Redis is an in-memory store. All the data must fit in memory. So except if you have 3 TB of RAM per year of data, it is not the right option. The 2^32 limit is not really an issue in practice, because you would probably have to shard your data anyway (i.e. use multiple instances), and because the limit is actually 2^32 keys with 2^32 items per key.
If you have enough memory and still want to use (sharded) Redis, here is how you can store space efficient time series: https://github.com/antirez/redis-timeseries
You may also want to patch Redis in order to add a proper time series data structure. See Luca Sbardella's implementation at:
Redis is excellent to aggregate statistics in real time and store the result of these caclulations (i.e. DIRT applications).
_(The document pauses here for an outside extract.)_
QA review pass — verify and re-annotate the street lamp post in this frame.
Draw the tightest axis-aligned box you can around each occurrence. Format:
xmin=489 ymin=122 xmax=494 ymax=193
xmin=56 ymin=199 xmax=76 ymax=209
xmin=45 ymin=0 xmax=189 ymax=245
However, storing historical data in Redis is much less interesting, since it offers no query language to perform offline calculations on these data. Btree based stores supporting sharding (MongoDB for instance) are probably more convenient than Redis to store large time series.
Traditional relational databases are not so bad to store time series. People have dedicated entire books to this topic:
Developing Time-Oriented Database Applications in SQL
Another option you may want to consider is using a bigdata solution:
storing massive ordered time series data in bigtable derivatives
IMO the main point (whatever the storage engine) is to evaluate the access patterns to these data. What do you want to use these data for? How will you access these data once they have been stored? Do you need to retrieve all the data related to a given symbol? Do you need to retrieve the evolution of several symbols in a given time range? Do you need to correlate values of different symbols by time? etc ...
My advice is to try to list all these access patterns. The choice of a given storage mechanism will only be a consequence of this analysis.
Regarding MySQL usage, I would definitely consider table partitioning because of the volume of the data. Depending on the access patterns, I would also consider the ARCHIVE engine. This engine stores data in compressed flat files. It is space efficient. It can be used with partitioning, so despite it does not index the data, it can be efficient at retrieving a subset of data if the partition granularity is carefully chosen.